Simulation of excessively fast growth of the chick limb bud. The bud becomes bulbous, instead of paddle-like: (a) 100 MCS, (b) 500 MCS, (c) 800 MCS, and (d) 1200 MCS.

Fig. 6.

Simulation of the growth of the chick limb bud, including the AER growth. The shape of the bud is again bulbous: (a) 50 MCS, (b) 400 MCS, (c) 800 MCS, and (d) 1200 MCS.

Fig. 3 also shows the effects of lattice anisotropy on the shape of the limb. The tip of the bud initially aligns with the AER at an angle of 45°, forming a trapezoid. In time, the angle of alignment increases since only the most distal cells grow. Eventually, the tip becomes a polygon with more sides, while the rest of the bud remains smooth. This anisotropy appears when we limit spin flips in the CPM to nearest neighbors. To resolve this problem, we could extend spin flips to the second-order and third-order neighborhood (lattice sites which are connected to a given pixel by an edge and a corner, respectively).

In Fig. 7 we present the time-dependence of the length and width of the limb, and the length of the AER. The length of the bud is approximately a linear function of time, which is consistent with our assumption of a constant secretion of FGF8 and of mesenchymal growth proportional to the FGF8 concentration. We measure the width of the bud as the maximal width of the mesenchyme. It increases most rapidly at the beginning. Later, growth slows to zero since the proximal mesenchyme ceases to grow. The length of the AER behaves similarly, except it grows fastest growth a little later.

Fig. 7.

The time dependence of: the length of the limb bud (a), its width (b), and the length of the AER (c): (a) Bud length, (b) Bud width, and (c) AER length.

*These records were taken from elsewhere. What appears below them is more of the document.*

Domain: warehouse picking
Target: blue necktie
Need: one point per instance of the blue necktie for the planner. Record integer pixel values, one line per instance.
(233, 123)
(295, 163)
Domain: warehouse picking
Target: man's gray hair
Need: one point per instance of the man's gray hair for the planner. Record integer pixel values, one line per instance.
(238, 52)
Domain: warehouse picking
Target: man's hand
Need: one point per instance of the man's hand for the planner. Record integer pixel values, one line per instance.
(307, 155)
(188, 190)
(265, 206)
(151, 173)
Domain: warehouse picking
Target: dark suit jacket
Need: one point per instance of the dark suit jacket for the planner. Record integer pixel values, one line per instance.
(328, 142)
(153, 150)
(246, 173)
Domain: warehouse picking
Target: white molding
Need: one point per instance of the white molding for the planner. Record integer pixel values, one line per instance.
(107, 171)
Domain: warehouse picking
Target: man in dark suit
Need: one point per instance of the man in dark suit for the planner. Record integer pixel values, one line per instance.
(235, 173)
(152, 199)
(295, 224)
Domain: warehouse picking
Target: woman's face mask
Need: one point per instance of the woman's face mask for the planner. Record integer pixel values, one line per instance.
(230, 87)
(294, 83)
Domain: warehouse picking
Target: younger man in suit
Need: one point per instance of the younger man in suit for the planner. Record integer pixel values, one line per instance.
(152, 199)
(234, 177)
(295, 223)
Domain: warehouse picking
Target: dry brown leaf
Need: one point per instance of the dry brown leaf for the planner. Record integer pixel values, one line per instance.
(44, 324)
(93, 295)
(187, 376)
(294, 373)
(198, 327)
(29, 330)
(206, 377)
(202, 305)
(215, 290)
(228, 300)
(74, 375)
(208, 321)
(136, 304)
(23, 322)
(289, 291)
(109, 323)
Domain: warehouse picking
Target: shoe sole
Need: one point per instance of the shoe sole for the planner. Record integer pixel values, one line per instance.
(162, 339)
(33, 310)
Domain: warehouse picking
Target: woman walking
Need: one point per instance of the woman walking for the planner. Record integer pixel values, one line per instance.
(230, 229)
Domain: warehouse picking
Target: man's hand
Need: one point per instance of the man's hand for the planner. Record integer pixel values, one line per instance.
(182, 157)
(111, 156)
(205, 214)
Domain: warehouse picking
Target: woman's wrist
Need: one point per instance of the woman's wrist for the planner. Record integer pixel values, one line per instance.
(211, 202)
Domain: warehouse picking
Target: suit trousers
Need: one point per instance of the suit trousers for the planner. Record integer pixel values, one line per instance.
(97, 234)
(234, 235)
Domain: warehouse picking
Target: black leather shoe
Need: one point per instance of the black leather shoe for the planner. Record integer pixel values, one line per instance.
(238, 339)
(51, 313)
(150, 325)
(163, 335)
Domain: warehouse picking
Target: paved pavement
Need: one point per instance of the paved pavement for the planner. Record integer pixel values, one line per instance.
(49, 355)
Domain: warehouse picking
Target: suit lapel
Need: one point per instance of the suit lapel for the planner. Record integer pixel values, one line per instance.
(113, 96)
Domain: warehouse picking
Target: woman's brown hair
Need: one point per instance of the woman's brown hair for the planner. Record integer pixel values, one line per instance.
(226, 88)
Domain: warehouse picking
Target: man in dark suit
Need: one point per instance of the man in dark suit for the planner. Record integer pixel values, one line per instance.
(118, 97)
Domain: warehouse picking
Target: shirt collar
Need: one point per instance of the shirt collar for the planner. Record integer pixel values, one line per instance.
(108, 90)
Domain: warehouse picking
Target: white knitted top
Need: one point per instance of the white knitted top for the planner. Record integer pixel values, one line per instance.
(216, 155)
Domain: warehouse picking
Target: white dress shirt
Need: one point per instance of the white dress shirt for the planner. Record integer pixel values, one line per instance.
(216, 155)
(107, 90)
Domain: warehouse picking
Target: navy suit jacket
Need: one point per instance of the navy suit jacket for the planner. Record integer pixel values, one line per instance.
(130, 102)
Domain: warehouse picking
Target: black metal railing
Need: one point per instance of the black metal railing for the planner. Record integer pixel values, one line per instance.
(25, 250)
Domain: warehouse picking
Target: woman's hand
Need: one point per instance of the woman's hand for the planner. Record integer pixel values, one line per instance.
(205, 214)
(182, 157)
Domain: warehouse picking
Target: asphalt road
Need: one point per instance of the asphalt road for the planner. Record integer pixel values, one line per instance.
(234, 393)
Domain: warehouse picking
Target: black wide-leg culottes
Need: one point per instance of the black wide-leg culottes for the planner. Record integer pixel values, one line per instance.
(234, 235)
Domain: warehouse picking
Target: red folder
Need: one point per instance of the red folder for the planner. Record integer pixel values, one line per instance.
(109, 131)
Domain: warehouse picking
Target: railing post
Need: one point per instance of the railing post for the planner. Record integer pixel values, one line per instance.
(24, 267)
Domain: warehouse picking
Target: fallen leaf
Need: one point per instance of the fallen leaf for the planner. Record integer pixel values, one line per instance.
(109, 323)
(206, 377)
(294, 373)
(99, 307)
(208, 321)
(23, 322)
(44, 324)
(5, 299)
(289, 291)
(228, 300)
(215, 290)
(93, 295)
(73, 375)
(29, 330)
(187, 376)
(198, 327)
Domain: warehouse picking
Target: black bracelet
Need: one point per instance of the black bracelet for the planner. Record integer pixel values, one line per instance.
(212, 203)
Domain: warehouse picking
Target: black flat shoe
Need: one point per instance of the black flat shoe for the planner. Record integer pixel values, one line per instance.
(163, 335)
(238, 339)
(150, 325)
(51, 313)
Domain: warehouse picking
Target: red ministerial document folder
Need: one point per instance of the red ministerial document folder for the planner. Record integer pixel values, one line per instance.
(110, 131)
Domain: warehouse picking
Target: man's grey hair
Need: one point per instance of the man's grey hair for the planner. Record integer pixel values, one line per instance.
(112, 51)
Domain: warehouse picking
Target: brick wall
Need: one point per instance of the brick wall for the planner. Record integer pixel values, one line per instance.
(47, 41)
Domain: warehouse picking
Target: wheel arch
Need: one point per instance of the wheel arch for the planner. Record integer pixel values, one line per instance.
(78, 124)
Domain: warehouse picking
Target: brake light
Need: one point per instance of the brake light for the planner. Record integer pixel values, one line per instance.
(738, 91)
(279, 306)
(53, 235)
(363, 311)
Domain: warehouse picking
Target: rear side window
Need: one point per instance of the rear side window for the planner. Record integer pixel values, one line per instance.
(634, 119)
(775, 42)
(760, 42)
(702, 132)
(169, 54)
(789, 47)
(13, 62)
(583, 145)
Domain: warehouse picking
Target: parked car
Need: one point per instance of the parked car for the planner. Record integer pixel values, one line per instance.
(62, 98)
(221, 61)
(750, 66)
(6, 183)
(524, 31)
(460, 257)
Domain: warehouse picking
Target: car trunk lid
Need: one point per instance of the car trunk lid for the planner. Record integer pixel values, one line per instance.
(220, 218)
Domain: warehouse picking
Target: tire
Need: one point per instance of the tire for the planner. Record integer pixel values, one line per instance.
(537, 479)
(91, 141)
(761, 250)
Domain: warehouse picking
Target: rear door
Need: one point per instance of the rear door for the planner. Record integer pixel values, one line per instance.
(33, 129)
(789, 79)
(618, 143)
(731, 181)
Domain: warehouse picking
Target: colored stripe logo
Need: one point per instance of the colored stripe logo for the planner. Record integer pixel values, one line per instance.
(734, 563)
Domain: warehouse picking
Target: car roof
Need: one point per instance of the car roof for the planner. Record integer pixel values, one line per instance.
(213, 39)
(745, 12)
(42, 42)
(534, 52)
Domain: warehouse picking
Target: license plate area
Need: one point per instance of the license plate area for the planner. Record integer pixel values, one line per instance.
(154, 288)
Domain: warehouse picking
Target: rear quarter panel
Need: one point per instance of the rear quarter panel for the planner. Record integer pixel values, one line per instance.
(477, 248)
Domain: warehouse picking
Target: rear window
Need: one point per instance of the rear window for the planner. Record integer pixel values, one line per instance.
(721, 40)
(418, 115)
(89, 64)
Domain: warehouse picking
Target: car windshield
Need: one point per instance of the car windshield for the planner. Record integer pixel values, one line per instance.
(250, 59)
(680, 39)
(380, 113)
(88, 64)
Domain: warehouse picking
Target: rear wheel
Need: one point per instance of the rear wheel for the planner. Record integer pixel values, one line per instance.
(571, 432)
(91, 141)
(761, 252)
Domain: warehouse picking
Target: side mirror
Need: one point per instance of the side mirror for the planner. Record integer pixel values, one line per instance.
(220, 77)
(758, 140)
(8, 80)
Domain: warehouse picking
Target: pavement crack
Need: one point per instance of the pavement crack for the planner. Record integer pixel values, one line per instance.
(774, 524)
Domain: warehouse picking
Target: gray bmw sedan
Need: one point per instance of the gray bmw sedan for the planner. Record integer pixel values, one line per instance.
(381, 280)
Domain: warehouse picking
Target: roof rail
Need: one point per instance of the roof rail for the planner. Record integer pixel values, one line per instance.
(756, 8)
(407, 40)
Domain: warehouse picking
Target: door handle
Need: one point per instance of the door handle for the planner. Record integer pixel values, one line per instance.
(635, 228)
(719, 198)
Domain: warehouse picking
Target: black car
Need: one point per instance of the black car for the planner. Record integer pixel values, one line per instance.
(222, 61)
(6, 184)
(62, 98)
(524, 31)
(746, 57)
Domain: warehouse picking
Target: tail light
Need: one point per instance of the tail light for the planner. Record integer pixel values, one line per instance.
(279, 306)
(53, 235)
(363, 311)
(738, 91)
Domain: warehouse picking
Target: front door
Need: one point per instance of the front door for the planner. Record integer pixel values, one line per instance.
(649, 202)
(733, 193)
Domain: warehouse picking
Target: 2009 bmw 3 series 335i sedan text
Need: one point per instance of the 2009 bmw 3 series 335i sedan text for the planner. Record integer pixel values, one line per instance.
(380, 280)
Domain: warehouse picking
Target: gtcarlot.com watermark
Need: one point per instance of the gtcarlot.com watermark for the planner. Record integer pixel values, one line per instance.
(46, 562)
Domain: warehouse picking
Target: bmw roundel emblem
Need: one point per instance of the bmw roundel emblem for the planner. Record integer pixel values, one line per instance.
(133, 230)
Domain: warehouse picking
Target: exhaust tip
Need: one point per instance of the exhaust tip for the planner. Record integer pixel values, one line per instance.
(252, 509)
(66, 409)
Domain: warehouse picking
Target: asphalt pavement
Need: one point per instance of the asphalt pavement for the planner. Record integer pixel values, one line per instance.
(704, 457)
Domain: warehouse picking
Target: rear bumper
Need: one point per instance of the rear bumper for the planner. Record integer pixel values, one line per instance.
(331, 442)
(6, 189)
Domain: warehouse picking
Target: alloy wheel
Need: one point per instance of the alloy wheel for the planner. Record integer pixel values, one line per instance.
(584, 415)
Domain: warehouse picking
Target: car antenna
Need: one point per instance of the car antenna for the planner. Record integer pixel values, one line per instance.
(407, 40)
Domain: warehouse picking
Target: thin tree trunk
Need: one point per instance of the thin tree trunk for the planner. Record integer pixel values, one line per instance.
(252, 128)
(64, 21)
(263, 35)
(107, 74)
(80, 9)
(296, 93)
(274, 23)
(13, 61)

Finally, Fig. 8 compares the length to width ratio with the experimental data for the chick wing from the paper of Haburger and Hamilton [10] (the data for the chick leg are similar). Our results are quite consistent with these data. We are currently considering experiments which will provide more information about the actual time-dependence of the size and shape of the limb [63].

Fig. 8.

The time dependence of the length/width ratio (cross signs) compared to the experimental values for the chick wing at Hamburger and Hamilton stages 18–23 (bars).

4. Summary

We have demonstrated that the differential adhesion between cells and diffusion of morphogens regulating cell growth can generate the paddle shape of the chick limb bud. We used a simple model of limb growth with only one morphogen (FGF8), and assumed that the cells did not differentiate. The next step is to include the condensation of mesenchyme cells into cartilage. We know that differential adhesion of cells, together with chemotaxis, leads to density-dependent patterns consistent with experiment [31]. Moreover, we need to include the anteroposterior asymmetry by introducing the ZPA, and use a realistic shape for the AER, with interaction between FGF8 and FGF10 instead of a constant rate of the FGF8 production. Combining the two mechanisms (condensation and diffusion of morphogens), we hope to obtain a realistic cartilage pattern in the chick limb (humerus, ulna/radius, and three digits).